Брав, стараясь ускорить движение, теперь уверенно обходил людные и шумные поселки. Там, он уже понял, непременно найдется хотя бы одно несчастье, способное задержать впечатлительного эльфа.
– Мы восьмой день живем сухими припасами и охотой, – робко пожаловался Кэльвиль как-то. – Пирогов бы…
– Тебе моя стряпня не по вкусу?
– Так во-он там, на горочке, село, – с надеждой вздохнул неисправимый эльф. – Ну что ты вцепился в повод моего коня, будто я не могу с ним управиться сам!
– Это не село, это еще один потерянный день, – резонно уточнил Брав. – Вами, эльфами, должен править гном. Представляешь себе результат?
– С трудом, – рассмеялся Кэльвиль, тоскливо оглядываясь на аккуратные домики. – Рртых уже правит Кругом, если разобраться. Обещал гонять моих учеников без устали. Знаешь, у него очень странная и интересная школа боя. Я слышал, древние эльфы делились с гномами нашими приемами и смешивали стили. У нас не сохранилось итогов обмена, мой учитель был последним, знавшим тот бой. И он отказался в полной мере передать мне знания, я же из рода Шаэль, мы для тяжелого оружия не очень подходим.
– Зато в своем деле ты так хорош, что учишь нас с трудом, мы слишком медлительны, заметно, как приходится менять приемы под реакцию и скорость движения людей.
– Именно. Но я очень расстроен, что не могу в полной мере обучать иному бою, более вам подходящему. Чуть ли не заново его создаю. Прежде мне помогал Орильр. Он многое помнит. Иногда я думаю – он вообще помнит и знает больше нас всех, но отчего-то не слишком охотно делится. А теперь и он исчез, это очень беспокоит, да и тоскливо без него.

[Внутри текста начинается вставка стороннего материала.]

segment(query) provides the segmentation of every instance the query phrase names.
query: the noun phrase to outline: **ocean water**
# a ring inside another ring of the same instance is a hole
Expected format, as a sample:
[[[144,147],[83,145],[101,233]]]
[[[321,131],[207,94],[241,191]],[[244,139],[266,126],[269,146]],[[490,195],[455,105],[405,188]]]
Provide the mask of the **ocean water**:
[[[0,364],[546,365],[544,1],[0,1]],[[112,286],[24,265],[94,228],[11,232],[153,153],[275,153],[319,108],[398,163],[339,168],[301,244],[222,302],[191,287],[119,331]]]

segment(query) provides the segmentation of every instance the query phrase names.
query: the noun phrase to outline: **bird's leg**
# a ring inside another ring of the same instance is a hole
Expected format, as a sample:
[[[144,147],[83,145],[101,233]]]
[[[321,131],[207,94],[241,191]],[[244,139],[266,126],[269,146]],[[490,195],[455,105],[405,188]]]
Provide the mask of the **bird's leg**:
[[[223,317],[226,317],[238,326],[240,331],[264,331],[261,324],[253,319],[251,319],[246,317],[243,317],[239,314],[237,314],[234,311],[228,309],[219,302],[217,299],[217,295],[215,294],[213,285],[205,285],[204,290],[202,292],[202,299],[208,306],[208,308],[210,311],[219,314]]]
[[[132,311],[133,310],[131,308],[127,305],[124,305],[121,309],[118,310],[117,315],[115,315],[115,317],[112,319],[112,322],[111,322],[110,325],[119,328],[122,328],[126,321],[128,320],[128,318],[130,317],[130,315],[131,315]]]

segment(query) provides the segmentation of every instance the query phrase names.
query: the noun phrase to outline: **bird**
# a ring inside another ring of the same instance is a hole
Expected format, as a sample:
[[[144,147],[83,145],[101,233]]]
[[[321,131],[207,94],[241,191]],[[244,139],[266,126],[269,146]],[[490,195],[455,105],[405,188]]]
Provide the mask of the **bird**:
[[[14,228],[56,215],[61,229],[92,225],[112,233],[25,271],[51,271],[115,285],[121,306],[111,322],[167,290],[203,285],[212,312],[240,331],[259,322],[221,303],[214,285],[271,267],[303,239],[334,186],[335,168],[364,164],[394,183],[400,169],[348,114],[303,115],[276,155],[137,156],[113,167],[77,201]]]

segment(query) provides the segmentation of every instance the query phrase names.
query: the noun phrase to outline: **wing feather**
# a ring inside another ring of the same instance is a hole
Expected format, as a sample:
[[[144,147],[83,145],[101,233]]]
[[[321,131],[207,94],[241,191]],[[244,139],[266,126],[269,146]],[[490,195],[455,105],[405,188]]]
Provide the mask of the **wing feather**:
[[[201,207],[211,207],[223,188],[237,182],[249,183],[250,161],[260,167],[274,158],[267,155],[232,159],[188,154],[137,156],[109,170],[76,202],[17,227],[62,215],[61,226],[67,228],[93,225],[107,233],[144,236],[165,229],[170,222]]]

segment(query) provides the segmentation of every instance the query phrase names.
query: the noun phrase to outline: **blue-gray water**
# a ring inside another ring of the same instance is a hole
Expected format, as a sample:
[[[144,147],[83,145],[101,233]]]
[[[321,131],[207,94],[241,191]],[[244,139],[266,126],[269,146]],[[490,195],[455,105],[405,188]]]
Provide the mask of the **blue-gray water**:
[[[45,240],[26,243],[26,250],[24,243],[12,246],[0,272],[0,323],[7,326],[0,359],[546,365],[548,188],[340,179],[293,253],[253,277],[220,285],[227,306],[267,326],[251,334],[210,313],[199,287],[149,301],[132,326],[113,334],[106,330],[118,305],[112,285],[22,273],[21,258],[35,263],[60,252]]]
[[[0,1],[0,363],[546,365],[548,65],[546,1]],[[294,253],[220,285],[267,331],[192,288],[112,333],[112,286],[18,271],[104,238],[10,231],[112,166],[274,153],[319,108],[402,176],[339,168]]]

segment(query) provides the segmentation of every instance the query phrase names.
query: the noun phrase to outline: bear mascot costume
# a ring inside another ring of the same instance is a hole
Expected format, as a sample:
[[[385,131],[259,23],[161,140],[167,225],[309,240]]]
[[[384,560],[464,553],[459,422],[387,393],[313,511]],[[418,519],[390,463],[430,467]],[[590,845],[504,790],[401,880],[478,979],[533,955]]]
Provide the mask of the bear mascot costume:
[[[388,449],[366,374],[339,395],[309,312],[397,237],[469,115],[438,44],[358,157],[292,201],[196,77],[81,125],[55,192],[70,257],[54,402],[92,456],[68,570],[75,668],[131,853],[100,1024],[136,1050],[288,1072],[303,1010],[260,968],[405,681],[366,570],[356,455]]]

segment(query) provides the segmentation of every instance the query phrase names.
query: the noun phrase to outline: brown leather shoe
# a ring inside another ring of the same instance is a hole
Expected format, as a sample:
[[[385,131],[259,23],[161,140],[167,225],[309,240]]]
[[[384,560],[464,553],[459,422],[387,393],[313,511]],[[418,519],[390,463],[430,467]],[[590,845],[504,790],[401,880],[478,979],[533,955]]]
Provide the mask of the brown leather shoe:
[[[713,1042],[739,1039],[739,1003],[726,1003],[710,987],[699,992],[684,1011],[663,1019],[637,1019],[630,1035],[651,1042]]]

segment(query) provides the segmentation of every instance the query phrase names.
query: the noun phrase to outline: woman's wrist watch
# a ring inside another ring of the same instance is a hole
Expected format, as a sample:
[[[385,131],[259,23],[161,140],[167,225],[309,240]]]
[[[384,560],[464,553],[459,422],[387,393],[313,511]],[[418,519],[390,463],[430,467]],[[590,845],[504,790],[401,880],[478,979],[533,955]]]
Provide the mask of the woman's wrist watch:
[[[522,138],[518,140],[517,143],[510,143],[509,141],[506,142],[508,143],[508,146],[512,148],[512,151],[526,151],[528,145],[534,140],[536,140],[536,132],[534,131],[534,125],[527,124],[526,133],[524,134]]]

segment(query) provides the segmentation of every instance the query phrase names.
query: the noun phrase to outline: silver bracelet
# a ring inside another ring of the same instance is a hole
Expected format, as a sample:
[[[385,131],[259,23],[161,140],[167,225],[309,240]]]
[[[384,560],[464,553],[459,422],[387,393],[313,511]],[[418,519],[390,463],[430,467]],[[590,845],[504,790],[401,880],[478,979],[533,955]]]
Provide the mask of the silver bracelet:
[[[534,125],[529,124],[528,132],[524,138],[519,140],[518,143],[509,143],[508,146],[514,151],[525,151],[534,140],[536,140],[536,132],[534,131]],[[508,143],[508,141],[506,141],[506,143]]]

– Думаешь, если имя упоминать десять раз на дню – он появится?
– Эльфы чутки к зову, особенно древние. Брав, у нас соль кончается.
– Еще бы, ты ее вчера так старательно рассыпал! – недовольно нахмурился воевода. – А суеверия людей гласят: это к беде. Больше не создавай таким образом поводов к посещению обжитых мест, очень тебя прошу.
– Извини. Я и правда взялся делать глупости, – смутился учитель. И добавил задумчиво: – У нас иное суеверие. Когда беда идет, она шлет о себе весть наблюдательному. Делаешь случайно, а выходит – со смыслом.
– Тогда я пристегну меч.
– И поедем мы не в это село. Мне неспокойно за иное, за холмами, что отсюда к закату. До ночи бы туда успеть, а?
– Вряд ли, – покачал головой Брав, припоминая карту. – Но постараемся.
Кони охотно прянули вперед. Вороной чуял, как с каждым днем удаляется неприятная ему сухая южная жара. И соглашался ускорить дорогу домой всегда, по первому требованию. Рыжий обычно не уставал, он был молод, горяч и нес легкого седока. Три часа поубавили прыти у обоих. Закат торопился, опережая путников, и седоки стали подхлестывать коней. Беспокойство эльфа передалось и его спутнику.